For instance, I saw one list that swore that to be a best selling writer, you must write your story quickly, non-stop, and without going back to re-read and revise it until you’ve completed the first draft. There are as many ways to write as there are writers, and certainly, writing quickly works for some writers. In his book On Writing, Stephen King shares that he writes the first drafts of his novels, no matter how long, in three months. But one exception to this rule is Arthur Hailey, who wrote Airport and other best sellers of the sixties and seventies. Hailey worked from a 40-page, single-spaced scene plan and wrote an average of 400 words per day.
Also, consider the source. I saw another list–most likely created by a fan of the genre–about how to write a successful young adult dystopian novel. The list-maker drew comparisons between popular young adult dystopian novels and insisted that to be successful, the writer needed to adhere strictly to those rules. There was even a very specific rule about how to name your main character. The list-maker cited The Hunger Games and other popular novels of the genre as proof that that the list was true. Actually, The Hunger Games is popular because it’s a good story well told. If it had been a crappy story, told poorly, the heroine’s name–or any of the other rules on the list–would not have saved it.
Every writer will develop a method that works for her or him. Going back to the rule about writing the first draft quickly and not looking back until you’re finished–for me this is a disorganized method that may send me down the wrong path and cause me to waste lots of time fixing it in the second draft. In fact, if I go down the wrong rabbit hole early enough in the story, the novel may not be as effective as if I’d put more thought into it and gone back to “fix” things along the way; I would end up with a flawed novel and would have to rewrite the whole thing.

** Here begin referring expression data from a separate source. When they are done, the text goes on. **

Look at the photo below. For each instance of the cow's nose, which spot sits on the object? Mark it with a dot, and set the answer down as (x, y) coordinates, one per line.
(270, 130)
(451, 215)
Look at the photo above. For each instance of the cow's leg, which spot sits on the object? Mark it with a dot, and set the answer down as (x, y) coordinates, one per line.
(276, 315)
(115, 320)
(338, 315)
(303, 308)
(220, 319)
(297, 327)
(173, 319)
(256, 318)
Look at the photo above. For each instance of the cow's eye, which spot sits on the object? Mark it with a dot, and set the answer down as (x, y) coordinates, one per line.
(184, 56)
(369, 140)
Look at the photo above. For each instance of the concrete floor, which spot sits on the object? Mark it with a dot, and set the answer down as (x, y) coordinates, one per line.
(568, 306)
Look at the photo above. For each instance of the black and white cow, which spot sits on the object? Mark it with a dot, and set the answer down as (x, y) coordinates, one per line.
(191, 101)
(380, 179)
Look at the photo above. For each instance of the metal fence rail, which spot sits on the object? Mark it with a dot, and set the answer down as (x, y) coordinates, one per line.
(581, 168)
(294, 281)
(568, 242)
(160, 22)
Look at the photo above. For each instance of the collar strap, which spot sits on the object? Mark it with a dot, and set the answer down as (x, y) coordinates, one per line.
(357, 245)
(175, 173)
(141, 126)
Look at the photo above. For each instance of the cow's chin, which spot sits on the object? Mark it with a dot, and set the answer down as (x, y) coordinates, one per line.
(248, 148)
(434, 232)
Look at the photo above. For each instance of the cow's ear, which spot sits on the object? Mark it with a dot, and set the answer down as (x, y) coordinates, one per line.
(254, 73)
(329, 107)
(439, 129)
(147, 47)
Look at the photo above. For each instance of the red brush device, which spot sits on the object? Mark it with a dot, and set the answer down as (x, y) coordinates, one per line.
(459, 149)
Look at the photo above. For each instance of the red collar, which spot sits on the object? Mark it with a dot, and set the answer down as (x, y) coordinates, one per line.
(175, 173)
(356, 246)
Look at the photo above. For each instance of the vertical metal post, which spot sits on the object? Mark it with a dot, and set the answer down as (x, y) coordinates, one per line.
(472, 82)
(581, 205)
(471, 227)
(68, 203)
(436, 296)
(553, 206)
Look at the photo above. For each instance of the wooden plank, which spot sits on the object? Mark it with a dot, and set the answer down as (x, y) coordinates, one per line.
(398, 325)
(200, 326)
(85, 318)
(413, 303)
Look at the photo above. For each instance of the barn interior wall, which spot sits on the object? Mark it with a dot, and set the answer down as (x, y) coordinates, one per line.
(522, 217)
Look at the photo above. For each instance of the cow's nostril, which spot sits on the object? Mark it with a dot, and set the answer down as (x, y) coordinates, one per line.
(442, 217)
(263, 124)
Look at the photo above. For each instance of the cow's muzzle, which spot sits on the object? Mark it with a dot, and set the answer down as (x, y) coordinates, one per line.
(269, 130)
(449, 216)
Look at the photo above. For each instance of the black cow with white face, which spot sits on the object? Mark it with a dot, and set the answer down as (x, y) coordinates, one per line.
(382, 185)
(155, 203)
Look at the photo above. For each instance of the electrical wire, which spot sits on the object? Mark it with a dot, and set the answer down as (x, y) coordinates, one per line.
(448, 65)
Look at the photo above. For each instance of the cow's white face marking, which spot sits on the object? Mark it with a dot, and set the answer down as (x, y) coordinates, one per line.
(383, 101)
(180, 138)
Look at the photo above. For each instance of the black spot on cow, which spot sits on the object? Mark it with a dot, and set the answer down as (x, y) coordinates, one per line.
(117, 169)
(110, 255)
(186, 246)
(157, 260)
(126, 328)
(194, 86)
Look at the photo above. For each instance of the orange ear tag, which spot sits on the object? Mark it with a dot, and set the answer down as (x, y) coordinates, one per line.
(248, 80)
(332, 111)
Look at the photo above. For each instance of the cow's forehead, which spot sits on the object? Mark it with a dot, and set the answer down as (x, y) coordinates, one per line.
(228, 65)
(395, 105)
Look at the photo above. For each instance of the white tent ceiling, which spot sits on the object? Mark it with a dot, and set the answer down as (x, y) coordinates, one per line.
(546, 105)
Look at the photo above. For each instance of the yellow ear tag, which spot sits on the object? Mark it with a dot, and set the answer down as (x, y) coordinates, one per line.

I grow my novels organically, feeling out my characters and my story. For me, that’s the most fun, figuring out who my characters are and discovering their story. I’m a hybrid of a “planner” and a “pantser”–I tend to see my story in chunks, and tend to plan only a few scenes ahead, if that many, and I have only a vague idea of what the scenes will be about before I start writing them. I frequently re-read, revise, and rewrite. Sometimes I cut scenes entirely. Usually, I have the ending in mind before I start writing, but sometimes the ending can change along the way–I had written nearly 25,000 words of my novel-in-progress, a young adult dystopian story (working title Empath), when I changed the planned ending to what I hope will be a better one and will provide a good transition into the second volume of the trilogy.
I have tried some methods on these lists, but I can’t think of one that I’ve been able to adapt successfully. I write the way I write because it works for me. So I’ve developed my own list for writers. It has only two rules:
Ignore lists (except this one); write the way you write.
If you have the urge to follow a list, re-read rule number one again.